Kaynaklara göre Husiler, Yemen Kasırgası duyurusunun ardından yetkililer tarafından saha ekipleri kurarak yeni savaşçılar bulmak için başkent sokaklarında kampanyaya başladı. Kaynaklar, Husilerin, Sana’nın es Safiye, es Sabin, el Vahde, es Sevra, Main ve et Tahrir mahallerinde silah altına alma kampanyasına halkın karşı olduğunu vurguladı.
Sana sakinleri Şarku’l Avsat’a, İran destekli Husi milislerin başkentteki hamlelerine hız vererek halktan çocuklarını zorla cephede savaştırmalarını talep ettiği konusunda şikayette bulundular. Bölge sakinlerden bazıları Şarku’l Avsat’a yaptığı açıklamada, terörist grubun kampanyaların rağmen Yemenlilerin durumun ciddiyetinin farkında olduğunu belirterek kendilerinin, çocuklarının, gençlerin ve yaşlıların Husilerin hedefinde olduğunu bildirdi.
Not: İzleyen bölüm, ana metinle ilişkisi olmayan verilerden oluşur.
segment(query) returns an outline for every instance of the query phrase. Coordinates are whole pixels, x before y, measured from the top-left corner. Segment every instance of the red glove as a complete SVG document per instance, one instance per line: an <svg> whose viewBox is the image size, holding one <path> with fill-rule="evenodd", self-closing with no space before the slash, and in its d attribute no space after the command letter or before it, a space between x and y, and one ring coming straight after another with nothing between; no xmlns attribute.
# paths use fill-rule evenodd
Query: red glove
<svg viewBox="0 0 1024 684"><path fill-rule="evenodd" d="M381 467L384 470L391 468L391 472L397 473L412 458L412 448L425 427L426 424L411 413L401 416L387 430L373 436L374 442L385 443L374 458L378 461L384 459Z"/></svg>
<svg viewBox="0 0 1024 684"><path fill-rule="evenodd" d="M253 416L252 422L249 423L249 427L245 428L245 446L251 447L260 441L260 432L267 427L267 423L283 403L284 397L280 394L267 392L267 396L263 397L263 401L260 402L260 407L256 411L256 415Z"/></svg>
Açıklamada, Husilerin Sana sakinlerini cepheye çekmeye çalıştıklarına işaret ederek daha sonra cansız bedenlerin kendilerine gönderildiğini söyledi.
Bu bağlamda Husilerin, Sana’daki yönetime yakın bir kaynak, grubun liderlerinin geçtiğimiz hafta sonunda sivillerin silah altına alınması için başlatılan Yemen Kasırgası kampanyasının seyrini görmek amacıyla Sana’nın bazı mahallerini ziyaret ettiğini aktardı.
Kaynak, bahsi geçen bu mahallerde nüfusun yoğun olmasına rağmen Husilerin büyük bir hayal kırıklığı yaşadığını vurguladı.
Husilerin baskısından çekinmesi nedeniyle kimliğini açıklamak istemeyen kaynak Şarku’l Avsat’a yaptığı açıklamada, halkın isteksizliği sebebiyle Husilerin hedeflenen bölgelerde yaptığı seferberlik çağrılarının karşılık bulmadığını, yalnızca birkaç kişinin saflarına dahil olduğunu kaydetti.
Kaynak, Sana’daki grup liderlerinin seferberlik  sürecini tekrar başarılı kılmak için takipçilerine tekrar sahaya dönmeleri ve her türlü yıldırma araçlarını kullanmaları talimatını verdiğini aktardı.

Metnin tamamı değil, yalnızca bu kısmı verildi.